Apart from the contributions to the algorithms for Litz wire design, some investigation has been done on the uninsulated twisted wire (UTW). The difference between Litz wire and UTW is that there is an insulation layer outside the single strand. However, there is still a lack of research on the performance of UTW. This thesis contributes to the analysis of UTW by the PEEC method. The contribution is:
• The concept of uninsulated twisted wire (UTW) was first proposed for power electronic applications. The work introduces a novel and effective method to calculate the impedance of UTW based on different circuit connections of the novel PEEC method, which offers high accuracy and simplicity. The study also examines the impact of different twisting patterns of both Litz wire and UTW. The results of this investigation provide valuable insights for the selection of suitable wires in power electronic design.
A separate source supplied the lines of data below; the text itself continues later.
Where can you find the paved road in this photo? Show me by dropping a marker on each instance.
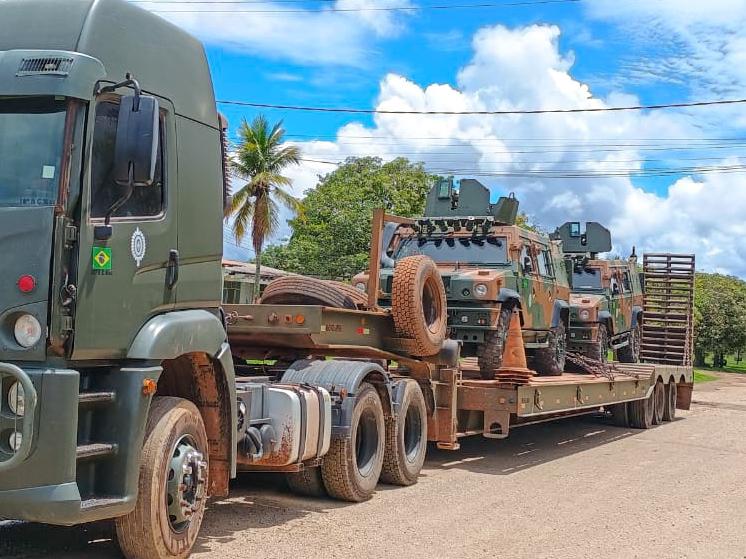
(575, 489)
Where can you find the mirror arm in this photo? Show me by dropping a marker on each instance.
(129, 81)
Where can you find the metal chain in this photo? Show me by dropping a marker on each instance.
(591, 366)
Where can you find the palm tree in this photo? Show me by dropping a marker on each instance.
(260, 160)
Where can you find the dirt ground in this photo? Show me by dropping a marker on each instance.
(575, 488)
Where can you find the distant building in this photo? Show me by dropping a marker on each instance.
(238, 280)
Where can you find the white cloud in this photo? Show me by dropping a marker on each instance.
(523, 68)
(299, 35)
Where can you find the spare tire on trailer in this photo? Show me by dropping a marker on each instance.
(301, 290)
(418, 303)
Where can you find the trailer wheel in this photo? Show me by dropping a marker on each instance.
(490, 353)
(550, 361)
(631, 352)
(300, 290)
(352, 466)
(307, 482)
(600, 350)
(406, 439)
(641, 412)
(669, 412)
(418, 303)
(172, 491)
(659, 397)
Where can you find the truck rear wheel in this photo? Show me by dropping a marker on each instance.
(550, 361)
(490, 353)
(352, 466)
(307, 482)
(406, 439)
(418, 303)
(172, 491)
(659, 399)
(669, 412)
(631, 352)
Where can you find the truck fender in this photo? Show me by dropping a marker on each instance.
(561, 312)
(177, 333)
(338, 376)
(636, 312)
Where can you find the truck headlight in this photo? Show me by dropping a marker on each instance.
(27, 330)
(480, 290)
(17, 399)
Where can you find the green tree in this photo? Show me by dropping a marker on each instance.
(719, 316)
(260, 160)
(332, 237)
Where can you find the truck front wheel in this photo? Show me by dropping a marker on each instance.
(352, 466)
(173, 484)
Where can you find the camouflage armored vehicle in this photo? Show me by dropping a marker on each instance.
(490, 266)
(606, 301)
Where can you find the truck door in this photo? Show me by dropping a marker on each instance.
(122, 281)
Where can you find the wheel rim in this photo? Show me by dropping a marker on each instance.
(431, 307)
(366, 442)
(412, 433)
(185, 490)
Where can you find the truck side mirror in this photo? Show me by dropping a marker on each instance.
(138, 134)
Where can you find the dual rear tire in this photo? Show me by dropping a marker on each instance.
(378, 448)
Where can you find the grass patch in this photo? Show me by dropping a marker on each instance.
(701, 375)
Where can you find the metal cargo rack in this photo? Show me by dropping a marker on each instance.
(668, 308)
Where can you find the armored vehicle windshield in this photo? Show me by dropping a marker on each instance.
(484, 251)
(31, 139)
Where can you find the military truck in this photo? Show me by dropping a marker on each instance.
(128, 392)
(490, 266)
(606, 301)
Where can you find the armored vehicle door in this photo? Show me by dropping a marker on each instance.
(122, 280)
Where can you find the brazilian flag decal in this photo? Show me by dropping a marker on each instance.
(101, 259)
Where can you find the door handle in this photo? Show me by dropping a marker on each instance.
(172, 271)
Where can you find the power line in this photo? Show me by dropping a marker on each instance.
(351, 110)
(371, 9)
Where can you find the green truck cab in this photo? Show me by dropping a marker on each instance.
(607, 299)
(107, 289)
(490, 266)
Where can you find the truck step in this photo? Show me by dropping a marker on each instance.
(100, 502)
(87, 398)
(95, 450)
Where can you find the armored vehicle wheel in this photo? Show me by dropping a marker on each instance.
(659, 399)
(490, 353)
(600, 350)
(550, 361)
(669, 412)
(631, 353)
(300, 290)
(418, 303)
(406, 439)
(641, 413)
(352, 466)
(307, 482)
(173, 485)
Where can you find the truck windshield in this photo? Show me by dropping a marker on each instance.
(465, 250)
(588, 278)
(31, 138)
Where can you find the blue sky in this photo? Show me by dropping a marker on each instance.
(588, 53)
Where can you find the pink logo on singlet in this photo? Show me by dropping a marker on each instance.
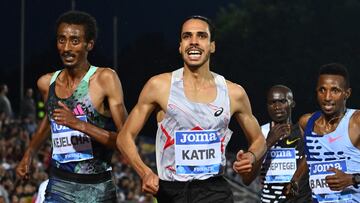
(333, 139)
(78, 110)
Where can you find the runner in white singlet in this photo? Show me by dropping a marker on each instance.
(193, 108)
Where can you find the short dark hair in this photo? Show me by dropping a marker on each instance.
(335, 69)
(202, 18)
(80, 18)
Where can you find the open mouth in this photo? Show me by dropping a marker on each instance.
(194, 54)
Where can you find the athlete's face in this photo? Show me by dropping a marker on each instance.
(279, 105)
(195, 45)
(332, 94)
(72, 45)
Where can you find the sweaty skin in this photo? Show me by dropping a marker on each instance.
(199, 86)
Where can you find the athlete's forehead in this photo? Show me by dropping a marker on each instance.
(65, 29)
(331, 80)
(195, 25)
(277, 94)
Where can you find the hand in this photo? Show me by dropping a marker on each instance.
(291, 190)
(276, 133)
(23, 168)
(64, 116)
(150, 183)
(339, 181)
(244, 162)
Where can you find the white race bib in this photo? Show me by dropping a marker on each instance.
(318, 185)
(197, 152)
(281, 165)
(69, 144)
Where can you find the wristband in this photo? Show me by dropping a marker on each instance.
(253, 155)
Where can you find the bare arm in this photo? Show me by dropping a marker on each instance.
(40, 136)
(149, 98)
(111, 86)
(241, 109)
(275, 133)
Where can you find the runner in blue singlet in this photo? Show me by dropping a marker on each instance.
(85, 107)
(332, 137)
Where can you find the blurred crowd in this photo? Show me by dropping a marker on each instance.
(15, 135)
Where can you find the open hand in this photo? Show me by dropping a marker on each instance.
(339, 181)
(244, 162)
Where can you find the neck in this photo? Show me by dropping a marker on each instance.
(333, 118)
(78, 72)
(197, 73)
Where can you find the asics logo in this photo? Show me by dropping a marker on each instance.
(219, 112)
(333, 139)
(289, 142)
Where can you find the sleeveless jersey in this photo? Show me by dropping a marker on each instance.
(278, 169)
(72, 150)
(191, 139)
(336, 150)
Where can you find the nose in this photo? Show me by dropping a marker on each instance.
(194, 40)
(327, 95)
(67, 46)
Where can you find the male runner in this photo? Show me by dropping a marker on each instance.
(84, 106)
(193, 109)
(332, 137)
(285, 150)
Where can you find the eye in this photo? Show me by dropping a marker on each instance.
(75, 41)
(203, 35)
(185, 36)
(61, 40)
(283, 101)
(336, 91)
(321, 90)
Overall, the work first achieves the optimal design of the Litz wire simulated by a traditional PEEC method. Then, the novel PEEC methods are proposed for the effective impedance calculation of Litz wire and coil, respectively. In the end, the concept of UTW is presented, and its performance is also demonstrated by the novel PEEC method, which has a different circuit connection scheme from Litz wire. The work in the thesis might have significant potential for a wide range of applications in the field of electromagnetics and power electronics.